Project controls is the nervous system of construction management. It encompasses the processes, tools, and techniques used to monitor, forecast, and influence a project's cost and schedule performance. Without effective project controls, even the most talented project teams are flying blind.
The Four Pillars of Project Controls
Effective project controls rest on four integrated disciplines: cost management (tracking actual costs against budget), schedule management (monitoring progress against baseline), change management (evaluating and incorporating scope changes), and risk management (identifying and mitigating threats). These four disciplines must work together -- isolating any one of them defeats the purpose.
Setting Up Your Cost Baseline
Your cost baseline is the approved budget against which all performance is measured. It should be structured using a Work Breakdown Structure (WBS) that aligns with both your schedule activities and your accounting cost codes. This alignment is what enables meaningful earned value analysis -- without it, you cannot accurately compare planned versus actual performance.

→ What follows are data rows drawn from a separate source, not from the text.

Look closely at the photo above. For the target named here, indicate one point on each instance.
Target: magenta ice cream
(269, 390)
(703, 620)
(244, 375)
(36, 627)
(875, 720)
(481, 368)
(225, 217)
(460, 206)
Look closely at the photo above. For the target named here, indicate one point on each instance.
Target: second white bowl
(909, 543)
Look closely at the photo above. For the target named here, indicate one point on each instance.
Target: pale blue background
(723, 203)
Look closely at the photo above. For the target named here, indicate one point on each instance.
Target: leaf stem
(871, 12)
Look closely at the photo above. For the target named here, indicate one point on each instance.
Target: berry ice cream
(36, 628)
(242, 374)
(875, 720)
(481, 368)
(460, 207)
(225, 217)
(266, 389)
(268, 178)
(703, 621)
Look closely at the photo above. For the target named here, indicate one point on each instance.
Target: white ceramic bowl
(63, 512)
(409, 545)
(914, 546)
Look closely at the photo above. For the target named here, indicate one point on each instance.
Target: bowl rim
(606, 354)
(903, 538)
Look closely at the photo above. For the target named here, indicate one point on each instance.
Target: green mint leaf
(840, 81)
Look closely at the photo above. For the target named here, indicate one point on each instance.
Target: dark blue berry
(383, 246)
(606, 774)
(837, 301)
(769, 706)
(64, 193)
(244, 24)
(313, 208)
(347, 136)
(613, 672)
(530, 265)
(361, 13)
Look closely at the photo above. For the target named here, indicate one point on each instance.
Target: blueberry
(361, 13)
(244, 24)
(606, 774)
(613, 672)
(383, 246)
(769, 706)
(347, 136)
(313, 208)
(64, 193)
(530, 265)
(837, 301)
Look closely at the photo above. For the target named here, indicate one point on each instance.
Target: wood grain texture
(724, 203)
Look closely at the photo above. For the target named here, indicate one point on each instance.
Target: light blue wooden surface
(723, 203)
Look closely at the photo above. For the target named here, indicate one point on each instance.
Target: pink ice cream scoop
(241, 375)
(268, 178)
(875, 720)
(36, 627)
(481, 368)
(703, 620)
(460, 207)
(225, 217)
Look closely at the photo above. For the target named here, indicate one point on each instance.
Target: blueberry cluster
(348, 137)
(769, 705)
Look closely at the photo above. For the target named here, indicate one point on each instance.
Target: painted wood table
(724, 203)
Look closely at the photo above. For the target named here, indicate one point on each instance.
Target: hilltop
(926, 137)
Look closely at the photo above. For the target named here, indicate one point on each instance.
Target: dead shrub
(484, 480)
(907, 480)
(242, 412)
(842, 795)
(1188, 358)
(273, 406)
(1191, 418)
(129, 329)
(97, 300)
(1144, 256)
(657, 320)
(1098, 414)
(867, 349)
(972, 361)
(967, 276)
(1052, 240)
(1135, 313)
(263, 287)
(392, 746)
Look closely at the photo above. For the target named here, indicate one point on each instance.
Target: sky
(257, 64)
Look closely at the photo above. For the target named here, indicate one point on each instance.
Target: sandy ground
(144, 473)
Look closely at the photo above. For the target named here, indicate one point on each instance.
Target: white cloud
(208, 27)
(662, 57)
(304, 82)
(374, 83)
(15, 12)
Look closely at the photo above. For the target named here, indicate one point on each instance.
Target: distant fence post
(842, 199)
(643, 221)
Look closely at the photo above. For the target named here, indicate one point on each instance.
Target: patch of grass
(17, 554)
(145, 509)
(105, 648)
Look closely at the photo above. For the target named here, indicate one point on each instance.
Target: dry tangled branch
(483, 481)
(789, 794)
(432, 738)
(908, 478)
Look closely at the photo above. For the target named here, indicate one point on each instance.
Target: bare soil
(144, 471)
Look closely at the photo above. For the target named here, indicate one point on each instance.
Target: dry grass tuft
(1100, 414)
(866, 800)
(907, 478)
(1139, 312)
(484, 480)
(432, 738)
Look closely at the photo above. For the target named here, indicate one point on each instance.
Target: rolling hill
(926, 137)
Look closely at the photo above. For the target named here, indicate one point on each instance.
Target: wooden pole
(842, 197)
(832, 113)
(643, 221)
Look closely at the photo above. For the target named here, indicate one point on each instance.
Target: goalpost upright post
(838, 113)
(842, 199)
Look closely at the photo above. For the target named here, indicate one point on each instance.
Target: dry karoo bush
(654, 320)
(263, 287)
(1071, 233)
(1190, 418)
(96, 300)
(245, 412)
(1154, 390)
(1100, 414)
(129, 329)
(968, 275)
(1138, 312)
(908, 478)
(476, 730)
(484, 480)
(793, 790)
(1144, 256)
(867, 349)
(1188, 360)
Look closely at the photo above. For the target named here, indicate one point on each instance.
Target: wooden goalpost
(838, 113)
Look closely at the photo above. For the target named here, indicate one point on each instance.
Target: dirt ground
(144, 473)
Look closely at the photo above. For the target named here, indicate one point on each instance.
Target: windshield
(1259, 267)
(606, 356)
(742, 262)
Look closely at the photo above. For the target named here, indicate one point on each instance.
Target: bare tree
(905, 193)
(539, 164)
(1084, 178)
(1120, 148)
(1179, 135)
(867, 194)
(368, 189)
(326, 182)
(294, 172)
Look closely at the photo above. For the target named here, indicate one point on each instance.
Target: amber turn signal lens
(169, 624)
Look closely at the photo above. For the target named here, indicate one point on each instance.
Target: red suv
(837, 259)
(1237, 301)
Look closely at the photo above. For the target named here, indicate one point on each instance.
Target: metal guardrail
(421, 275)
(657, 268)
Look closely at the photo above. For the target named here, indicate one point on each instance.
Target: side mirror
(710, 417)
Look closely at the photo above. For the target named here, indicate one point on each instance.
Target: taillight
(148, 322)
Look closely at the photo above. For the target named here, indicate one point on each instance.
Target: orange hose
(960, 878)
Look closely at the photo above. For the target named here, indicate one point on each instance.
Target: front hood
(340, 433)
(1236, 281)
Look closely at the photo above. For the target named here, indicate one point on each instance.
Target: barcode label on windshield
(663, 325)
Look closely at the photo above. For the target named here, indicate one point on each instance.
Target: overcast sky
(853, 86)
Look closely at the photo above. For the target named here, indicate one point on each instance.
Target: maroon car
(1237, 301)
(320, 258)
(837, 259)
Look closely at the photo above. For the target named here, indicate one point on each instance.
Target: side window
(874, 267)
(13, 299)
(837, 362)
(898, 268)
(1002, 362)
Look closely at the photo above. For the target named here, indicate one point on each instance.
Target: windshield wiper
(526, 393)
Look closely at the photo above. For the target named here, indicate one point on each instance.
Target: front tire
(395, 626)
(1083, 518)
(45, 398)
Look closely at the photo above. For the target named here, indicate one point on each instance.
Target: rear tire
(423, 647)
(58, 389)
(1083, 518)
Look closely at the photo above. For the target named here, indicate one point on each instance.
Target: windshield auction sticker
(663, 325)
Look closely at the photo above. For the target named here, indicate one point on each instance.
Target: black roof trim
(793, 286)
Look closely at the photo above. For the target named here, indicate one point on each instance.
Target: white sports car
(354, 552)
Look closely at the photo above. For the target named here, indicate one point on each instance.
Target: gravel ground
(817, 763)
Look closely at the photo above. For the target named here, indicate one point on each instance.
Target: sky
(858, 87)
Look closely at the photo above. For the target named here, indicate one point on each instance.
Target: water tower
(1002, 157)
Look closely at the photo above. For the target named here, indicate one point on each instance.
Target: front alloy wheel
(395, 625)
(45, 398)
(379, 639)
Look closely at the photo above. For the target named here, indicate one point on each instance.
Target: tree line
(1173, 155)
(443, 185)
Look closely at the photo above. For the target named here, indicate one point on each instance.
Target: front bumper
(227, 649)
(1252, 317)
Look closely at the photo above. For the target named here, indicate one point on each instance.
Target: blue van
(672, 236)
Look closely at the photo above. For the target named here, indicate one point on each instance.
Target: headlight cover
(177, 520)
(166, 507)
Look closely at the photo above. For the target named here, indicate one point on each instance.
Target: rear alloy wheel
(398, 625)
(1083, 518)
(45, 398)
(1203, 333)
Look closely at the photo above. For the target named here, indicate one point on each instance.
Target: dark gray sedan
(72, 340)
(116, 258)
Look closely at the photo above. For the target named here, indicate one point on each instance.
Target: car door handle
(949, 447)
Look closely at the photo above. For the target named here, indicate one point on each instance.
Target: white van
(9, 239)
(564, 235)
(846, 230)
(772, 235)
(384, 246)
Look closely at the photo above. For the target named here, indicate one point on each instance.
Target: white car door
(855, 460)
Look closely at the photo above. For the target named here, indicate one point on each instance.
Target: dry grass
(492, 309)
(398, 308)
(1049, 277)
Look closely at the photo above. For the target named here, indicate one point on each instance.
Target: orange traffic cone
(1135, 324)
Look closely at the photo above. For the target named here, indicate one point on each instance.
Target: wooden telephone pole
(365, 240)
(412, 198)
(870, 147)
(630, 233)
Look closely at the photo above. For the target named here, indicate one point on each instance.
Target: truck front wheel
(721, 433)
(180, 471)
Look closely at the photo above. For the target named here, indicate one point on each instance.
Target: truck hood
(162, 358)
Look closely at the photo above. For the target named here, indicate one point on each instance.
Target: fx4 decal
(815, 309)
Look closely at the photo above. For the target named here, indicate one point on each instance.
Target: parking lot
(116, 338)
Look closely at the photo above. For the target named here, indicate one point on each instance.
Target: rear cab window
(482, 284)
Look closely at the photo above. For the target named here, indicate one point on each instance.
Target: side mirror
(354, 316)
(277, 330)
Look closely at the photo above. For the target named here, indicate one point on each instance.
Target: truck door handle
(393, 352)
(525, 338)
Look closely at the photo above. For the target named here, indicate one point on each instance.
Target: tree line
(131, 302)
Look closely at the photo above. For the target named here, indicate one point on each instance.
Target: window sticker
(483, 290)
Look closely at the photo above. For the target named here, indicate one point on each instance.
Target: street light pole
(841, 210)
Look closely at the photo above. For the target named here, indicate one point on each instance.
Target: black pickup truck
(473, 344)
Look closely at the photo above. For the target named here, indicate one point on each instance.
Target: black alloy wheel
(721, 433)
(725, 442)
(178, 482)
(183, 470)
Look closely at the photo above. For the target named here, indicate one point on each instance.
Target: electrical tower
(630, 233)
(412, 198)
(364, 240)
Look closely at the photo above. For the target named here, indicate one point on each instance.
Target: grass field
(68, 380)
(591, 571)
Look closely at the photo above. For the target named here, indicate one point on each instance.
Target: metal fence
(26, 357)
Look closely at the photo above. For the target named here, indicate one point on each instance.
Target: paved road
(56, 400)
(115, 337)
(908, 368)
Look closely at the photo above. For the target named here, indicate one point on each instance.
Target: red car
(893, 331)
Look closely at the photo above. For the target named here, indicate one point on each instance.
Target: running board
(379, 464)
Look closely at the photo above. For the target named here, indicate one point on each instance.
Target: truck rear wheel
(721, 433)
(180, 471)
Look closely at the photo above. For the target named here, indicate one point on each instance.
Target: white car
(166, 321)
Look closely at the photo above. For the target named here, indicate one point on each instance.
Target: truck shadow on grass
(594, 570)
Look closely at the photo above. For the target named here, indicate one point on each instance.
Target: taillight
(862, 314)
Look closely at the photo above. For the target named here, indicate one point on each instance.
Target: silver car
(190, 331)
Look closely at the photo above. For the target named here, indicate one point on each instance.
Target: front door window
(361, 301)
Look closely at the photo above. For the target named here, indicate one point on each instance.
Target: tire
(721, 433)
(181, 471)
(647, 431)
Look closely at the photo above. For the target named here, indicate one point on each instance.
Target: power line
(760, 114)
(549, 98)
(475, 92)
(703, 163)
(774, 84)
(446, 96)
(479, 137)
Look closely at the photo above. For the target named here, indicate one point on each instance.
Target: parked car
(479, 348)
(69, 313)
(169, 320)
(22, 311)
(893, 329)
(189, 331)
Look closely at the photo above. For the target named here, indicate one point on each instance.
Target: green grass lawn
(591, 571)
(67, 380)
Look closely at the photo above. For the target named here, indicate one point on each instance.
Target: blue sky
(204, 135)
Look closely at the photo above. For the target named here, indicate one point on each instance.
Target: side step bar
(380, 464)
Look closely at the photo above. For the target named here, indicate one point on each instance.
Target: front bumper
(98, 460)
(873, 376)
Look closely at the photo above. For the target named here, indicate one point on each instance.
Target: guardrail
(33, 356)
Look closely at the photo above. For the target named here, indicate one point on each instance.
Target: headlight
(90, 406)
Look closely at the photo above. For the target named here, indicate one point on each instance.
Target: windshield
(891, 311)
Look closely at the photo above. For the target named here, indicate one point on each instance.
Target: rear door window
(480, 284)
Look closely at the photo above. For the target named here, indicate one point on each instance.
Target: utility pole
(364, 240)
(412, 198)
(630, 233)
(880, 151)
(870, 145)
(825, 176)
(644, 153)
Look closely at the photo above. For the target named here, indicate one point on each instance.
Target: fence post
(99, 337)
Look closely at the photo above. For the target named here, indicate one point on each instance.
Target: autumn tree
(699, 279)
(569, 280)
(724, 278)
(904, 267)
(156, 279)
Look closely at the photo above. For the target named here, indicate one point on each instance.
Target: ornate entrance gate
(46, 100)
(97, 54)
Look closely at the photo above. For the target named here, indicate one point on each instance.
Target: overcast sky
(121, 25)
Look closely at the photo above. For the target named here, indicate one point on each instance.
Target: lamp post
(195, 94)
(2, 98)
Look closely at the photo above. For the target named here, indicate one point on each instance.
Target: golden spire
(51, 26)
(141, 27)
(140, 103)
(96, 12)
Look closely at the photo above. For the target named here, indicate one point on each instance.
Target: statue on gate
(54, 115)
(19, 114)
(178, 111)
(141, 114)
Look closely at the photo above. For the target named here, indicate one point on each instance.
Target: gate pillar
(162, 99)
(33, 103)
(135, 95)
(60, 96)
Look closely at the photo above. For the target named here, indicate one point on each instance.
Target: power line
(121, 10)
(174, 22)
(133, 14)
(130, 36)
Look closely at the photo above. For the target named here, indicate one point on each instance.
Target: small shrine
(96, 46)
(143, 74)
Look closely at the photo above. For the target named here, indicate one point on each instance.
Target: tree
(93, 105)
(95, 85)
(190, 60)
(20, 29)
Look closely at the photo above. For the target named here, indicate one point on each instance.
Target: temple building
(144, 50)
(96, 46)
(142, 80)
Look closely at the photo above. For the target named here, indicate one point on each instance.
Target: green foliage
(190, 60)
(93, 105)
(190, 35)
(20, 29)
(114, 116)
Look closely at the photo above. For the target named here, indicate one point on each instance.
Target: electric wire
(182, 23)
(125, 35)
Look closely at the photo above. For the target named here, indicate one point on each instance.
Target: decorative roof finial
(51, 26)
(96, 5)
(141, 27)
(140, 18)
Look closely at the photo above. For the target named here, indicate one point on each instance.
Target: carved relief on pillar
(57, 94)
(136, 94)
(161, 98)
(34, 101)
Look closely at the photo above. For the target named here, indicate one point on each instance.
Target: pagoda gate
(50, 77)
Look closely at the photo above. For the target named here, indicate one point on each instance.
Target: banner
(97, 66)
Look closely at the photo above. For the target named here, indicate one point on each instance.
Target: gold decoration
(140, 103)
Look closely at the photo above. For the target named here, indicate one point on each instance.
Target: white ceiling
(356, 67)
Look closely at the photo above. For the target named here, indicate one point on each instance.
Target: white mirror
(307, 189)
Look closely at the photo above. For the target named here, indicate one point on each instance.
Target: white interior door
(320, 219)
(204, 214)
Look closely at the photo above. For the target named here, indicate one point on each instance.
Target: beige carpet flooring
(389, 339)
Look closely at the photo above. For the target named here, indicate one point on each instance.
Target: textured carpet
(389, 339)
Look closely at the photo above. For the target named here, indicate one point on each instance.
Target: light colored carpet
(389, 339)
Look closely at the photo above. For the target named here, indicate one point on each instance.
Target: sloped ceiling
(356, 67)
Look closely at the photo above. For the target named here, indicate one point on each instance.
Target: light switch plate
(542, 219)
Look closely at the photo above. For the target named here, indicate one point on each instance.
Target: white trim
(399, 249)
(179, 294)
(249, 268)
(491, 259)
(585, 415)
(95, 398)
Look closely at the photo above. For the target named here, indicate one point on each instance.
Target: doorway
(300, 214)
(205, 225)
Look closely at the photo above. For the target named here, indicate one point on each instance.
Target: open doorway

- Align WBS with schedule activities and accounting cost codes
- Establish clear cost baseline with management reserve separated
- Define change control procedures before construction begins
- Implement weekly cost collection and reporting cycles
- Use S-curves to visualize planned versus actual expenditure
Forecasting: The Most Valuable Skill
Accurate forecasting separates good project controllers from great ones. The Estimate at Completion (EAC) should be updated monthly at minimum, incorporating actual performance data, known changes, and anticipated risks. Use multiple forecasting methods (CPI-based, bottom-up, and management assessment) and reconcile the differences. When all three methods agree, you have high confidence. When they diverge, you have found an area requiring investigation.
The purpose of project controls is not to produce reports. It is to produce foresight -- the ability to see tomorrow's problems today and act before they become crises.
Investing in project controls infrastructure at the start of a project is the highest-return investment available. Every dollar spent on effective cost and schedule monitoring saves five to ten dollars in prevented overruns and claims.